PBFT02-treated global CDR 1 patients experienced a 64% reduction in whole brain atrophy and a 54% reduction in frontotemporal cortex atrophy at 12 months compared to natural history controls. Plasma neurofilament levels fell by 1.0 pg/mL at 12 months versus a 13.5 pg/mL rise in untreated patients, and CSF progranulin exceeded 22 ng/mL for both Dose 1 and Dose 2 cohorts.

Feedback from a Type C meeting with the FDA indicated that a randomized controlled registrational trial will be required for PBFT02 in FTD-GRN, rejecting a single-arm design despite robust natural history data. This decision introduces significant logistical, ethical, and financial challenges for late-stage development.

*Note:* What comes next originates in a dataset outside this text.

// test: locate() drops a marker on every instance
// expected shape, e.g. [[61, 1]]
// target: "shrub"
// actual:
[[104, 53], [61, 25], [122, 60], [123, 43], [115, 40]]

Passage Bio has engaged Wedbush PacGrow as financial advisor and initiated a strategic review process to maximize shareholder value. The company is evaluating potential next steps for PBFT02’s clinical development and broader corporate options in light of the FDA’s guidance.

PBFT02 continues to be generally well-tolerated with no new treatment-related serious adverse events reported. Previously, two Dose 1 patients experienced asymptomatic venous sinus thrombosis and hepatotoxicity, with no evidence of dorsal root ganglion toxicity or complications from intracisterna magna administration.